In the West Coast Offense, the "management" doesn't make every decision. They provide guidance and direction – but decisions are made in the moment, by the people who need to execute them – in this case the players. In the monolithic system, the play is the play – each player has exactly one thing they have to do for each play. There is no thinking, no ad libbing. Execute properly and thinks are ok. Screw it up and bad things happen. In the West Coast offense everyone knows the "situation". If it's 3rd down and 8, everyone knows the 6 plays that may be called. When you get to the line of scrimmage, everyone see's what's happening. The field general (Quarterback) can change things on the fly based on conditions in front of him. Each player looks at their mission, and has options based on what is presented to them. It's far more complex, requires incredible trust, and has many more opportunities to fail – but if everyone understands the goal and is prepared to do their part to achieve it, amazing things happen. San Fran changed the game – took the prize – and everyone else followed. The Pats did it next – 20 years later – faced with even tougher challenges designed to create equality – and everyone follows.
So with no disrespect intended to the great cities of Green Bay and San Francisco, they are examples of both innovators who changed the game and reaped the rewards, and of those who refused to then adapt to current conditions and have suffered ever since. It's not easy to think about change when you are winning – but those who win and sustain do just that. Apple isn't the same company it was 5 years ago, which wasn't the same company 10 years ago, etc. I love Network Appliance, but wonder if they are the 49ers. They changed the game and reaped the rewards but sooner or later the game will change again. Will it be changed by them, or someone else? It's hard to change when you are successful. It is counterintuitive to humans to do something different when what you have been doing is still working.
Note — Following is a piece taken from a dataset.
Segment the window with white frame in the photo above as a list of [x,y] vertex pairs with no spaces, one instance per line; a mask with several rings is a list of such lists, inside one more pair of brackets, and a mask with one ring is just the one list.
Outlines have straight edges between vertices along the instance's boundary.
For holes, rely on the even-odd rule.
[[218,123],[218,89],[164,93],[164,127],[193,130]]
This gets me to Floyd. Floyd is a 10 pound cat who thinks he's an 80 pound Doberman. My dog, Abby, is a 45 pound hamster. Abby is the super nice, shy, wonder dog who is content to just sit around and be loved every now and then. She's not interested in changing the game. Floyd, on the other hand, is all about swinging for the fences. He's the Dustin Pedroia of cats. He's the Tom Mendoza of cats. Both of those guys are 5 foot nothing, but act 6 foot 5. Floyd has no claws, has been neutered, and is supposed to be a house cat. Instead he waits for a moment of weakness, such as when I come in with groceries, and bolts to the great outdoors whenever he can. It doesn't enter his mind that he is effectively defenseless – that a squirrel would probably mop the floor with him. He will leave for hours or days, coming back when he wants too (typically with a present such as a dead mouse or bird). He doesn't care about my game, he plays his own.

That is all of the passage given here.